He hoped his boy hadn’t done anything scandalous. Why should Lord Bramley make such an enquiry, and young Christopher Harington, that red-headed squib on the Conservative back benches? He was always a bit anxious about Julian, and he had been troubled lately because of the boy’s repeated requests for cigarettes which undoubtedly he used for barter in Germany. In his last letter he wrote that he wanted a thousand sent out through the Army and Navy Stores. It didn’t seem right to his father. It was unfair on the civilians at home who were going short. It was some kind of a racket which might lead to trouble.

Steenie Inchbold gave a heavy sigh as he crossed the bridge to Battersea Park.
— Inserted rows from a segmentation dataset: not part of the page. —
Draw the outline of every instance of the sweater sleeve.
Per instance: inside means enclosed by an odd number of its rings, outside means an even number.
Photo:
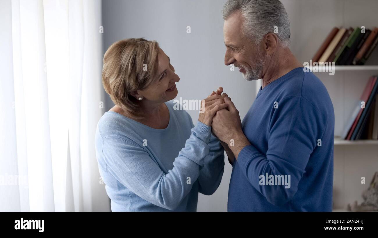
[[[155,205],[174,210],[200,175],[209,154],[211,128],[198,122],[185,146],[165,174],[142,146],[112,136],[103,139],[102,154],[107,171],[140,197]],[[187,183],[190,178],[191,183]]]
[[[219,140],[212,134],[209,145],[210,153],[205,157],[198,178],[198,191],[205,195],[215,192],[220,184],[225,169],[225,150]]]
[[[272,204],[281,206],[295,194],[310,155],[321,139],[327,121],[310,102],[302,96],[278,102],[270,124],[266,155],[252,144],[239,154],[240,166],[253,187]],[[267,175],[287,175],[287,185],[264,186]],[[260,177],[263,175],[264,177]],[[289,177],[290,176],[290,177]],[[282,177],[278,177],[282,181]],[[278,181],[277,179],[277,181]]]

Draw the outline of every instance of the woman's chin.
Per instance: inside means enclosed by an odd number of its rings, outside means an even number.
[[[177,96],[178,93],[178,91],[177,90],[177,88],[175,88],[175,90],[172,92],[166,92],[166,98],[168,99],[168,101],[173,100]]]

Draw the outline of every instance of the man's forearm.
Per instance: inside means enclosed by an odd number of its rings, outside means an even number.
[[[250,145],[251,143],[242,130],[235,132],[231,134],[232,136],[229,140],[229,141],[230,142],[229,142],[230,143],[229,146],[232,153],[234,154],[235,158],[237,160],[239,153],[244,147]],[[233,143],[231,142],[232,141],[231,140],[234,140]]]
[[[225,143],[221,140],[220,144],[223,146],[223,148],[225,148],[225,151],[226,151],[227,157],[228,157],[228,162],[231,165],[232,165],[234,163],[234,159],[235,158],[234,153],[232,153],[232,151],[230,149],[229,147],[226,143]]]

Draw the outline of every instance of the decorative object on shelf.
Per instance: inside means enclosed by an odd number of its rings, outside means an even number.
[[[352,212],[378,211],[378,172],[373,176],[373,180],[367,190],[362,193],[364,201],[358,205],[356,201],[348,204],[347,210]]]

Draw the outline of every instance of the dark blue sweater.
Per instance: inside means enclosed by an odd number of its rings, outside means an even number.
[[[242,124],[252,145],[233,165],[229,211],[332,211],[335,115],[316,76],[297,68],[260,88]]]

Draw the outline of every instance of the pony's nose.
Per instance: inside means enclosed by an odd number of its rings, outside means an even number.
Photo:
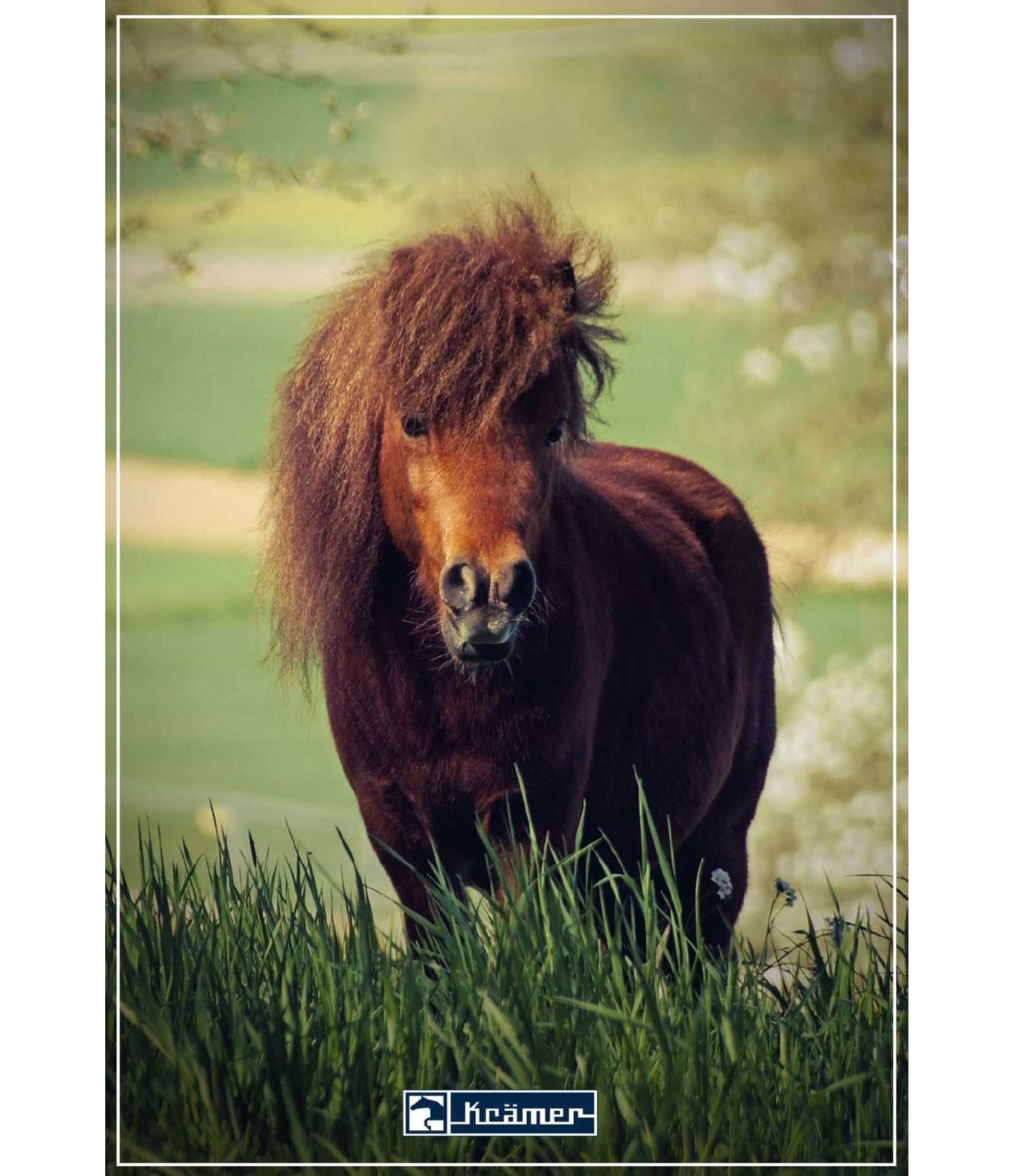
[[[488,576],[467,560],[453,560],[440,575],[440,596],[452,613],[467,613],[488,600]]]
[[[492,602],[519,615],[534,600],[534,568],[529,560],[517,560],[501,568],[493,580]]]
[[[534,568],[529,560],[514,560],[492,575],[468,560],[452,560],[440,575],[440,596],[458,616],[486,604],[517,616],[534,600]]]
His boy Julian had never been quite straight. He jeered at his father’s moral principles and since he had become an officer, mixing with that class, he had been ashamed of his own family. On his last leave he had been home only once and then to ask for money. He had been staying with smart friends in their country houses. Never once had he brought any of them to see his parents—ashamed of their accent no doubt, ashamed of his mother who had been a factory girl—God bless her—and made no pretence about her hard-working life in Rugby before her man had become a Trade Union leader. Julian had announced himself as a Conservative and had been critical about the Labour Government and its political programme. It didn’t come well from the son of a Labour M.P. There was such a thing as family loyalty. There was also such a thing as gratitude for parental indulgence and generosity—too much of it and too often. They had been weak with the boy. They had spoilt him.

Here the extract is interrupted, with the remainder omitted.